San Miguel Arcángel, Príncipe de la Milicia celestial

San Miguel Arcángel, Príncipe de la Milicia celestial
"San Miguel Arcángel, defiéndenos en la batalla, sé nuestro amparo contra la perversidad y acechanzas del demonio; reprímale, Dios, pedimos suplicantes, y tú, Príncipe de la Milicia celestial, arroja al infierno, con el divino poder, a Satanás y a los demás espíritus malignos, que andan dispersos por el mundo para la perdición de las almas. Amén".

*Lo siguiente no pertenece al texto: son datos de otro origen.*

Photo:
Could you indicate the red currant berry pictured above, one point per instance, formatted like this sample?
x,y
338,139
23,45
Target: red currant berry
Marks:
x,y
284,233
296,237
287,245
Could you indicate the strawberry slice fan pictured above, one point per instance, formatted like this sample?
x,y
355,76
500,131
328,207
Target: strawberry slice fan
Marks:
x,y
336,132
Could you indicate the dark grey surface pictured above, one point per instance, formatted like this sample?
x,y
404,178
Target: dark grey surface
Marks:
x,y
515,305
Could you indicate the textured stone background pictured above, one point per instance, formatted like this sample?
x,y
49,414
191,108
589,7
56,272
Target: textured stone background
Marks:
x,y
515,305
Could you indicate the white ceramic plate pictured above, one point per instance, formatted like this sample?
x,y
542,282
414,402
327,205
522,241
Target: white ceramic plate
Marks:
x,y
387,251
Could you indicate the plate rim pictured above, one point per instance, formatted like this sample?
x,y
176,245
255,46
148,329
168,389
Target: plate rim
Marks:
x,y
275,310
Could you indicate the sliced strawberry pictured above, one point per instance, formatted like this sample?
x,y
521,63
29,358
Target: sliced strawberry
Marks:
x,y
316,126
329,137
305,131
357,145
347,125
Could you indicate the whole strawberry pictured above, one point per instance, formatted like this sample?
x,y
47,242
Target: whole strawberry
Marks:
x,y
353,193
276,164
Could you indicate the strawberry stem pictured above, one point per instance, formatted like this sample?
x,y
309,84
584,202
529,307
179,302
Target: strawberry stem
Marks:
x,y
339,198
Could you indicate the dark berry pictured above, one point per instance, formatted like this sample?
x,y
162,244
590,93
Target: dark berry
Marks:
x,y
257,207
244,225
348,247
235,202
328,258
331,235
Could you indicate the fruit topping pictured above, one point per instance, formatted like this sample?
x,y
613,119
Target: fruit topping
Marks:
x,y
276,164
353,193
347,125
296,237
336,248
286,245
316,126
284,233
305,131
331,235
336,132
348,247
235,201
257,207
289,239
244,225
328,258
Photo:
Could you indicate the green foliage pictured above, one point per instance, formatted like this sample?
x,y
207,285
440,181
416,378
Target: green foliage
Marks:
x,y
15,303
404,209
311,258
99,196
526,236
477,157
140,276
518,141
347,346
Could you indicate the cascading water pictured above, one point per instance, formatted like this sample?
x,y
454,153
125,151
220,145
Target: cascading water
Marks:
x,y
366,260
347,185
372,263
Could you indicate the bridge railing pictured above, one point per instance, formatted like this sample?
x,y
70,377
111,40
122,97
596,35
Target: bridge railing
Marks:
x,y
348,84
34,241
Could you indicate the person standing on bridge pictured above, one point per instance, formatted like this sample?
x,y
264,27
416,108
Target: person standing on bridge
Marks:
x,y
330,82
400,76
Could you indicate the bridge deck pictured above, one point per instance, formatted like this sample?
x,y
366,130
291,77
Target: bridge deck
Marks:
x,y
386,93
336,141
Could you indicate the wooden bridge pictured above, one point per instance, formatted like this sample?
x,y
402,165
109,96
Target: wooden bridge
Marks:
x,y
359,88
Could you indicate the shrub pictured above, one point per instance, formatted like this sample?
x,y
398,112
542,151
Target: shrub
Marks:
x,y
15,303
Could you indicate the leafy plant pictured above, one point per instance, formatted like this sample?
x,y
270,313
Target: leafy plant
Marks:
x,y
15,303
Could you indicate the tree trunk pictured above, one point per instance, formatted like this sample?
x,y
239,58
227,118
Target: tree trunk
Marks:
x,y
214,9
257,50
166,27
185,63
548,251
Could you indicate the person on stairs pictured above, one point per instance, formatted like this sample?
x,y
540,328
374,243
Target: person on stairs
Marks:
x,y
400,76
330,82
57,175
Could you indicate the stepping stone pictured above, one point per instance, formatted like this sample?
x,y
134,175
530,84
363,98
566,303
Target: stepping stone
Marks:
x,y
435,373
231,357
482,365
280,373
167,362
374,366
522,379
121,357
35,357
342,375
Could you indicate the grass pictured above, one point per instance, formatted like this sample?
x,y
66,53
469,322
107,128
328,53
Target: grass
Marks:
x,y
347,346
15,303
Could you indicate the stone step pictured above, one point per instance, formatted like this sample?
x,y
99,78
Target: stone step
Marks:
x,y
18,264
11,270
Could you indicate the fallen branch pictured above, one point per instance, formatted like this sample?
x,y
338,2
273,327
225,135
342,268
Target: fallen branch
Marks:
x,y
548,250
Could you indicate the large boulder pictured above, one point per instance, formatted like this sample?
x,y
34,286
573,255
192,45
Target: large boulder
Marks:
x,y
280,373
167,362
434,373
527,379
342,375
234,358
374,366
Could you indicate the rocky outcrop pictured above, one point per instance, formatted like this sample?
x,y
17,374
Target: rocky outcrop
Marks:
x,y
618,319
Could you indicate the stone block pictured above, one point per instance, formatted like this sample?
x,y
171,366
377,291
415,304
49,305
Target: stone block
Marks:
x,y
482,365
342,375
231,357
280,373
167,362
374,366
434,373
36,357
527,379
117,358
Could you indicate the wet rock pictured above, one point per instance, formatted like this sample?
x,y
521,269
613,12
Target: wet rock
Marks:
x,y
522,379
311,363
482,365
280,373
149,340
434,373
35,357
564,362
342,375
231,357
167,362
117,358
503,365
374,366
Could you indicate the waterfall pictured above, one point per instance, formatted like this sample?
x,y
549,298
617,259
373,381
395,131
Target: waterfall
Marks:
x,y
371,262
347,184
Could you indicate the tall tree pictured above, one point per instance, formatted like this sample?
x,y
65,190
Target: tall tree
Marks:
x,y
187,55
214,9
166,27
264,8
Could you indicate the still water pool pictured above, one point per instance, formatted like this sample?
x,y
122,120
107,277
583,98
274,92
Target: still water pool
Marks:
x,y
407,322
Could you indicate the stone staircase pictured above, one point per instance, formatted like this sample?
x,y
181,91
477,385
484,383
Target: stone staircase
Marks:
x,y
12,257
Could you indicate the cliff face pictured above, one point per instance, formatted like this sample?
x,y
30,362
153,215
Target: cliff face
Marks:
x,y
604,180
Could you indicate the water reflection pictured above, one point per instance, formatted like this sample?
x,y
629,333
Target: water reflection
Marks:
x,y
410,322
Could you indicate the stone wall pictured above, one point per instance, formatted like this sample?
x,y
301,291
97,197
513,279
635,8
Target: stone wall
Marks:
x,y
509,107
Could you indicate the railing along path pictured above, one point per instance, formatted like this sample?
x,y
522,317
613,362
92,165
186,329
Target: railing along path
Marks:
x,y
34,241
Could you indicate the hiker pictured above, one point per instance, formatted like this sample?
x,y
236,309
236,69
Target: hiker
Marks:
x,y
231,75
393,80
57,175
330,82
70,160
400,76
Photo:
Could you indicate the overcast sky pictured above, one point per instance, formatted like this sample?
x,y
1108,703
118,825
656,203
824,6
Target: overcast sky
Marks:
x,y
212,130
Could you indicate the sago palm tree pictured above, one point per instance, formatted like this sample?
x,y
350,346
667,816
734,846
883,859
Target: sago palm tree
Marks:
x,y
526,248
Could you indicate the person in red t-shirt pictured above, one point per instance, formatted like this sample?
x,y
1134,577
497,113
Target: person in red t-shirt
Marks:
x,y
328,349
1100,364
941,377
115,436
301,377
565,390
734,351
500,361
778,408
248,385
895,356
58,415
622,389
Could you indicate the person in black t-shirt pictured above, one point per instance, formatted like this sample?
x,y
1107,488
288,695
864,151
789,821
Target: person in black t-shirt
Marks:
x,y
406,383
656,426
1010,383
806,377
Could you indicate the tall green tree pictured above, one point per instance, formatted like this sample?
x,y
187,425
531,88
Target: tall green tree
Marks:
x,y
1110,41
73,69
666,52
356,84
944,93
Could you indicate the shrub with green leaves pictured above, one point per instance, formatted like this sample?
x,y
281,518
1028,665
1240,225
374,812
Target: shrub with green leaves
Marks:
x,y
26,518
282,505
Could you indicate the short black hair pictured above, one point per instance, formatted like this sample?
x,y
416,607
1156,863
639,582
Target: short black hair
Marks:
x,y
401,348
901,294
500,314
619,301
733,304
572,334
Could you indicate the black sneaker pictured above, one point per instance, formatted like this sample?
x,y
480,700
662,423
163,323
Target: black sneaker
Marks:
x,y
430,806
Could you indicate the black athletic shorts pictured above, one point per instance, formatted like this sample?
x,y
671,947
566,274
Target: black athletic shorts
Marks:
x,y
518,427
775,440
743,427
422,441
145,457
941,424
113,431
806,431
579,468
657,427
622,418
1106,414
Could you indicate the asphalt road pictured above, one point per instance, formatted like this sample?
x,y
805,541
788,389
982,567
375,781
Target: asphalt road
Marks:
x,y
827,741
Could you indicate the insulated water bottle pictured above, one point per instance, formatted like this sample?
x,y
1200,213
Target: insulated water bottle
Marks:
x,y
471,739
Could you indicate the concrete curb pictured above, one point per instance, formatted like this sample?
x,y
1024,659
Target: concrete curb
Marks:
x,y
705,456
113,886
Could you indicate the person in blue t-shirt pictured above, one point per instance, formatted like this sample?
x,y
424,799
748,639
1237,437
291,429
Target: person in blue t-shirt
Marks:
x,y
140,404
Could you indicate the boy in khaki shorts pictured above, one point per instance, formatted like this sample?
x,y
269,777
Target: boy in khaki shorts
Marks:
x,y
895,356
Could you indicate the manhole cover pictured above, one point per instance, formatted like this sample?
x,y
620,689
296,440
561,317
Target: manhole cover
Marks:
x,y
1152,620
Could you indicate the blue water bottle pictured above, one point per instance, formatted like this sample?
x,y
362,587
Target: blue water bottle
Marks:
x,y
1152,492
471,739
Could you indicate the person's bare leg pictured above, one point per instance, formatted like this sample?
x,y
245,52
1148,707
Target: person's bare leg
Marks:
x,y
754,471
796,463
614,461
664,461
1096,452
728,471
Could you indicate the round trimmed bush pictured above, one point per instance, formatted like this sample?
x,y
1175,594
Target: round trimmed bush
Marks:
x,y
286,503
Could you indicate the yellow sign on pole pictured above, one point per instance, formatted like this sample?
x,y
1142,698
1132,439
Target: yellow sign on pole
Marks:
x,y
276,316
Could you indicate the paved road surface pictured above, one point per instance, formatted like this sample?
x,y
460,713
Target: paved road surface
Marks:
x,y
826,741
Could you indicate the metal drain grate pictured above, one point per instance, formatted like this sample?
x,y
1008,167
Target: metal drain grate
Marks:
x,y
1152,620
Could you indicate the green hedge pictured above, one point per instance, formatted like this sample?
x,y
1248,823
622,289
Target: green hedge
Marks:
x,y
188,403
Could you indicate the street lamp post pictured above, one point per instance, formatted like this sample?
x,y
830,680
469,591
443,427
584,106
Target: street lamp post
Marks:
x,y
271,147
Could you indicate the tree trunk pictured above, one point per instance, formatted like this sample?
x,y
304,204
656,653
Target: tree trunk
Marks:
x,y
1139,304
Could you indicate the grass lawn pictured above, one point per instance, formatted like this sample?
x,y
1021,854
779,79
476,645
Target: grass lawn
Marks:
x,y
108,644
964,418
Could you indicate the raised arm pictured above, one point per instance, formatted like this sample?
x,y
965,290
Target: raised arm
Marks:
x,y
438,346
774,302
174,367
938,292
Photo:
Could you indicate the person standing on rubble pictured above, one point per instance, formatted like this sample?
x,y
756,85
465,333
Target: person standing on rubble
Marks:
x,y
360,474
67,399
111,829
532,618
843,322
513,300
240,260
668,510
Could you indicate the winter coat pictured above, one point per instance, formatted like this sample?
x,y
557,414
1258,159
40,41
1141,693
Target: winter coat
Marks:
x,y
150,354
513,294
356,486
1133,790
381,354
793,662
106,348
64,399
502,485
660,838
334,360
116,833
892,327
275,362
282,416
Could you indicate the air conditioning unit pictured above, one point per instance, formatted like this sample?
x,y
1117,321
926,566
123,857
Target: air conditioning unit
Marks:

martes, 27 de diciembre de 2016

Fiesta de San Juan, Apóstol y Evangelista


         San Juan, Apóstol y Evangelista, tuvo el privilegio concedido a muy pocos santos, y es el de ser testigo, desde su juventud, de los insondables misterios del Redentor, Nuestro Señor Jesucristo.
San Juan es el Apóstol amado que tuvo el privilegio de escuchar, lo más cerca que le es permitido al oído humano, los latidos del Sagrado Corazón de Jesús, cuando en la Última Cena “reclinó su cabeza sobre el pecho de Jesús”. Así, San Juan pudo apreciar, por un lado, el inmenso Amor que ardía en el Corazón de Jesús y que era el que lo llevaba a la Cruz –porque por amor a los hombres es que Jesús se inmoló en la Cruz-, aunque también pudo apreciar la amargura y el dolor infinito que este Corazón probaba, porque Jesús sabía que, para una inmensa cantidad de hombres, sus sacrificios serían vanos, ya que habrían de condenarse irremediablemente al rechazarlo a Él, el Mesías, y estos hombres serían, ante todo, miembros de su Cuerpo Místico como Judas Iscariote, a quien Jesús, a pesar de llamarlo y tratarlo como “amigo” y a pesar de humillarse ante él lavándole los pies como un esclavo, habría de condenarse porque, a diferencia de Juan Evangelista, que eligió escuchar el dulce sonido de los latidos del Corazón de Jesús, Judas eligió escuchar el duro tintineo metálico de treinta monedas de plata.
         San Juan tuvo también el privilegio de encontrarse, junto con la Virgen, al pie de la Cruz de Jesús, recibiendo de Jesús la suprema muestra de Amor, cuando además de entregar Jesús su Cuerpo, su Sangre, su Alma y su Divinidad en la Cruz por nuestra salvación, eligió a Juan –en quien estábamos todos los hombres representados- para dar a su Madre, la Virgen, como Madre Nuestra, y es así que, desde ese momento, la Virgen nos adoptó como hijos suyos muy amados.
         San Juan tuvo también el privilegio de ser el primero en ingresar al sepulcro y comprobar que estaba vacío, siendo así testigo, junto con Pedro y las santas mujeres de Jerusalén, de la Resurrección del Hombre-Dios Jesucristo.
         Por último, y si bien no estuvo en el día del Nacimiento de Nuestro Señor, San Juan tuvo el privilegio de contemplar, como ningún otro, el misterio de la Navidad, y es lo que él escribe en su Evangelio, ya que contempla al Verbo de Dios en su divinidad, en su “estar junto al Padre” y en su “ser Dios” –y por esto es que se lo representa como un águila, puesto que se eleva, como el águila se eleva en dirección al sol para contemplarlo, hasta el misterio mismo de la Trinidad, formada por el Padre, el Verbo y el Espíritu Santo-, pero también lo contempla ya encarnado, esto es, cuando el Verbo de Dios, Espíritu Purísimo, se encarna en el seno virgen de María, nace como Niño y predica el Evangelio como Hombre-Dios: “Y el Verbo de Dios se hizo carne”. Esta frase de Juan, sencilla, describe como nadie el misterio de la Navidad, porque ese Niño de Belén es “el Verbo de Dios hecho carne”, hecho Niño, que nace para donársenos como Pan de Vida eterna en la Eucaristía. Y es lo que explica que Juan, al contemplar a Jesús, diga: “Nosotros hemos visto su gloria, como de Unigénito”, porque la gloria de Dios está en el Niño de Belén, como en su Fuente Increada, porque el Verbo es la Gloria Increada en sí misma.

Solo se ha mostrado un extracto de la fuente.